Editorial: Participação Cidadã

A acalorada polarização política que varreu o Brasil – e foi determinante nas Eleições de 2018 – explicitou o desafio de fazer valer a representatividade na democracia nacional. Não é um problema simples, pois o que está em questão é um pilar do sistema político adotado no País; e, reconheça-se, um dos objetivos de qualquer regime democrático. A escolha nas urnas deve ser entre projetos que, mesmo sendo determinados por valores partilhados por este ou aquele grupo, contemplem todos os setores da sociedade.

O ideal, contudo esbarra no real. Há representantes que ignoram sua missão, seja no Poder Executivo, seja no Legislativo, como se seu trabalho devesse atender exclusivamente os interesses de sua base eleitoral ou de seus apoiadores. Mais do que isso, estes casos desviantes não se limitam à defesa do interesse de uns, protagonizando ataques a outros grupos, por vezes, por questões ideológicas.

Claro, não se deve julgar um conjunto de regras – e, no caso, um sistema político – a partir da conduta daqueles que o desrespeitam ou se aproveitam de brechas nele para agir em interesse próprio. A imperfeição é inerente aos feitos do homem; o ímpeto de aperfeiçoamento, por sua vez, é saudável disposição a se adotar, particular ou coletivamente. Portanto, há de se buscar meios, legais, de fazer-se cumprir as determinações oficiais e, no caso da política, dos valores e práticas delineados pela Constituição Federal de 1988.

O espaço onde é gestado tal aperfeiçoamento é o das casas legislativas. Mudanças são feitas, com resultados ora eficazes, ora regressivos. Fora dali, há também movimentações por parte da sociedade que, de certa forma, repensam o tipo de modelo representativo adotado no País. Agrupamentos que se originam e se desenvolvem à margem dos partidos políticos são exemplares nesse sentido. Há, ainda, as incursões individuais, no sentido de contribuir para ações e orientações do poder público.

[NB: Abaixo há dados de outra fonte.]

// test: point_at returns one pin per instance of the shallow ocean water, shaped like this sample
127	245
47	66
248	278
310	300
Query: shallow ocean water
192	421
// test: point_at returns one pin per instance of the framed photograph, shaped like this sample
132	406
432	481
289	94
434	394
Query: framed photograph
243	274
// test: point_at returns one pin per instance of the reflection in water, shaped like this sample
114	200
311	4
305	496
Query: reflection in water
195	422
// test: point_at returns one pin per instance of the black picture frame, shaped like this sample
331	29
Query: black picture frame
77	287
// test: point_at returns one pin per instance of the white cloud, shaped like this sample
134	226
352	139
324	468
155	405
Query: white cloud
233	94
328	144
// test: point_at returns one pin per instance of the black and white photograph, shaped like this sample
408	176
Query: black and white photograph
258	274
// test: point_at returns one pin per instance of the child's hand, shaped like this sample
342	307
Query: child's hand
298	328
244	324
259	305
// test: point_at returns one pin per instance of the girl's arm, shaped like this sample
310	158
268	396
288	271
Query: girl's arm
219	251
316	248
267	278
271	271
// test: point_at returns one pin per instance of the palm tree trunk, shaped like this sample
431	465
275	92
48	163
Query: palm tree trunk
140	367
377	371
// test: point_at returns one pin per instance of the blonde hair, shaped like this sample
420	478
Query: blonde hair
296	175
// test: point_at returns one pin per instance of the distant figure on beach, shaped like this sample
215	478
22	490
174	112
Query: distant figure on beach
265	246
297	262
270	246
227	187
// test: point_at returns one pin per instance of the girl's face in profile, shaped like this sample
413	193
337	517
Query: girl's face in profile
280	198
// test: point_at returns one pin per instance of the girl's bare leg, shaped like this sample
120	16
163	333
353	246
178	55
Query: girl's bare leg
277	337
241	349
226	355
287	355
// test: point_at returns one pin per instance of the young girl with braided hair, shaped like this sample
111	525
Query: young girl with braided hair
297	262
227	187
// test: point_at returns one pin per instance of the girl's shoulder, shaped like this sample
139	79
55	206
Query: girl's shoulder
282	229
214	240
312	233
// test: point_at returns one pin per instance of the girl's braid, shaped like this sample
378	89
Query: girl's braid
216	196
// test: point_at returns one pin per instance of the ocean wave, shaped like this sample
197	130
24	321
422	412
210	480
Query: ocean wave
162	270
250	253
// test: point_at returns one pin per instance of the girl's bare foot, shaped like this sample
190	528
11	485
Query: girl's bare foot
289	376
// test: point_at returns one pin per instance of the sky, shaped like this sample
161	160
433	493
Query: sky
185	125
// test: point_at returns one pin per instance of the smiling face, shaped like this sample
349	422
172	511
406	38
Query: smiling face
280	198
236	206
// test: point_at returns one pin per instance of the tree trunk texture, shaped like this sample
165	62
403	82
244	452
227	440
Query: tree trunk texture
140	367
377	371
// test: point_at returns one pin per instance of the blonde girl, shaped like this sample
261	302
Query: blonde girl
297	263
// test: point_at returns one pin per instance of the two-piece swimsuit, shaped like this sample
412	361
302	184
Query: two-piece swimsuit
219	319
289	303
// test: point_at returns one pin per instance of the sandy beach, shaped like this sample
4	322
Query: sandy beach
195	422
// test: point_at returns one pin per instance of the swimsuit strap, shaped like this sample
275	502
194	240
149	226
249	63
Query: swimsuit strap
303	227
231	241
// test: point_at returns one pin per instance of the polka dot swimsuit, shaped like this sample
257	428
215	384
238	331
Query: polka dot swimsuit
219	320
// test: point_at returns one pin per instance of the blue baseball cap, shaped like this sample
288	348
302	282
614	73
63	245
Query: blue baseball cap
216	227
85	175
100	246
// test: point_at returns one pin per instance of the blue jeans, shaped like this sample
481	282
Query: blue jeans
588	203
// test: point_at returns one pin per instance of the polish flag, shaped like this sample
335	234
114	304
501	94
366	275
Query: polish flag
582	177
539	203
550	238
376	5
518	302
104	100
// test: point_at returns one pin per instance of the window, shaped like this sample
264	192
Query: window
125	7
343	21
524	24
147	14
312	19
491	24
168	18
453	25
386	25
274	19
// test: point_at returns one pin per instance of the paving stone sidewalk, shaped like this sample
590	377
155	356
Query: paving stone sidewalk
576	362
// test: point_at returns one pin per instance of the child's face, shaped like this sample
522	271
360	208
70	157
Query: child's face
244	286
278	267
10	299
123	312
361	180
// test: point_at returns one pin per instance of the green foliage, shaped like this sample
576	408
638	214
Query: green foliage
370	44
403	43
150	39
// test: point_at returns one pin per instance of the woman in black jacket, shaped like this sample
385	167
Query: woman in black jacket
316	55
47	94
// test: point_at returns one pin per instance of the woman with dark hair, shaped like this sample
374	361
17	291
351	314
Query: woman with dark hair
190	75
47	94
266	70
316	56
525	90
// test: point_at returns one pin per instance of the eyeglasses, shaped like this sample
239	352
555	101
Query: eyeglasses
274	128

Não se deve deixar de notar que tais iniciativas precisam respeitar a hierarquia das decisões no País e as funções dos agentes públicos. Abolir as regras e desrespeitá-las é ideia alimentada pelas paixões do momento ou pelas intenções que conflitam com o interesse público. Há meios de se atuar, valendo-se das estruturas das instituições em funcionamento pleno no Brasil.

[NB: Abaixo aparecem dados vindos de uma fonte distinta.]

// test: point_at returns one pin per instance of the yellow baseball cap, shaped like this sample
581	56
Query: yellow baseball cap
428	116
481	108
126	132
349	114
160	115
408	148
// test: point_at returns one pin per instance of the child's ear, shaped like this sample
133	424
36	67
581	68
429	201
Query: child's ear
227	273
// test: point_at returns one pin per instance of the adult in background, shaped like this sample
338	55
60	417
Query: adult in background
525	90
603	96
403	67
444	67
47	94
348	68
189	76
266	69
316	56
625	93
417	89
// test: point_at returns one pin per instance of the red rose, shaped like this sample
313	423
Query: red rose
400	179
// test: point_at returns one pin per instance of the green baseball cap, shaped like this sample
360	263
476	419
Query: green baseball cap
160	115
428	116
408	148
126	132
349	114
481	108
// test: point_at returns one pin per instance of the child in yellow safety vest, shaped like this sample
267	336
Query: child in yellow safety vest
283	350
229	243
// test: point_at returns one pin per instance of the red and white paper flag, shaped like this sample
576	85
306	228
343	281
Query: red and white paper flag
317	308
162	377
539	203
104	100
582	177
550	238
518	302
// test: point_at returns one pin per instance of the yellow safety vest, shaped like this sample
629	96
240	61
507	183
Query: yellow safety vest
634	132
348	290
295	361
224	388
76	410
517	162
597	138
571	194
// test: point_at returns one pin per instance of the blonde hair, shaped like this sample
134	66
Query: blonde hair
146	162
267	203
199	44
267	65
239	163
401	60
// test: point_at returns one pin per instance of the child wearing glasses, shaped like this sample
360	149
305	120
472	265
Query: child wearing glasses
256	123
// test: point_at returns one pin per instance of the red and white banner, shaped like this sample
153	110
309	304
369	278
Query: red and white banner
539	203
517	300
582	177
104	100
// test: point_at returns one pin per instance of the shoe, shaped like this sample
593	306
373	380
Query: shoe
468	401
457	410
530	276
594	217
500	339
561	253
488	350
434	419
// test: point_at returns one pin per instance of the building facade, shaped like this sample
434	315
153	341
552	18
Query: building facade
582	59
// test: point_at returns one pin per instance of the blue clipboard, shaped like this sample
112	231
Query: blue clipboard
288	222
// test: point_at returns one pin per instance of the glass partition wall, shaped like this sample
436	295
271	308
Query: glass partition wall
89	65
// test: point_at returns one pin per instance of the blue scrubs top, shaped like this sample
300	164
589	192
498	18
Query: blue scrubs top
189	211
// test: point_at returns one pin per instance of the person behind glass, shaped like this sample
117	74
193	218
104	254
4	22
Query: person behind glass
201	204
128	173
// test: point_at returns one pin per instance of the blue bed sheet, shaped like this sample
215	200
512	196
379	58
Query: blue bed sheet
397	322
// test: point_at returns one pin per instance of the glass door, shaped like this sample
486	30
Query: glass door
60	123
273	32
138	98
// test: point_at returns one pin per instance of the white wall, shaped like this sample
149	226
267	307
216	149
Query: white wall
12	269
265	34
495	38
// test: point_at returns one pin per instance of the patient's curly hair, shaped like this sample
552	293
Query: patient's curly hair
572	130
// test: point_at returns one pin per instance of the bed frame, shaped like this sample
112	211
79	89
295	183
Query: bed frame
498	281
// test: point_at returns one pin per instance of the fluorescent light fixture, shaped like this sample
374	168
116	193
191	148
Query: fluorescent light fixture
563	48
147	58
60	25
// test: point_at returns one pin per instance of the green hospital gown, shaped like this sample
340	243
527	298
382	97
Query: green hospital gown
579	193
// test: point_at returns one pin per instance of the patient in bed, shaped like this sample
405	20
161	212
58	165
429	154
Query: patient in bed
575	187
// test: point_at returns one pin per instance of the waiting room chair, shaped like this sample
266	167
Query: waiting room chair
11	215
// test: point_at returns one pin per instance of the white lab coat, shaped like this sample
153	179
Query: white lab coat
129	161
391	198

Alguns caminhos são promissores e é mister incentivar a abertura de novas frentes, sempre pelas vias corretas e constitucionalmente responsáveis. Na última semana, o Senado Federal aprovou o primeiro projeto de lei, oriundo de uma sugestão legislativa popular, encaminhada por meio do Portal e-Cidadania. O PL 4.399/2019 altera a Lei 8.213, de 1992, passando a incluir a fibromialgia entre as doenças dispensadas de carência para o recebimento de benefícios do auxílio-doença e aposentadoria por invalidez. O portal visa estimular a participação de cidadãos nas atividades legislativas, orçamentárias, de fiscalização e de representação no Congresso. As ideias enviadas precisam ser endossadas por, pelo menos, 20 mil pessoas.

Episódios do gênero mostram que, no jogo democrático, há formas de aperfeiçoar mecanismos de representação. Em tempos que este ideal parece fragilizado, é algo que chega a ser inspirador.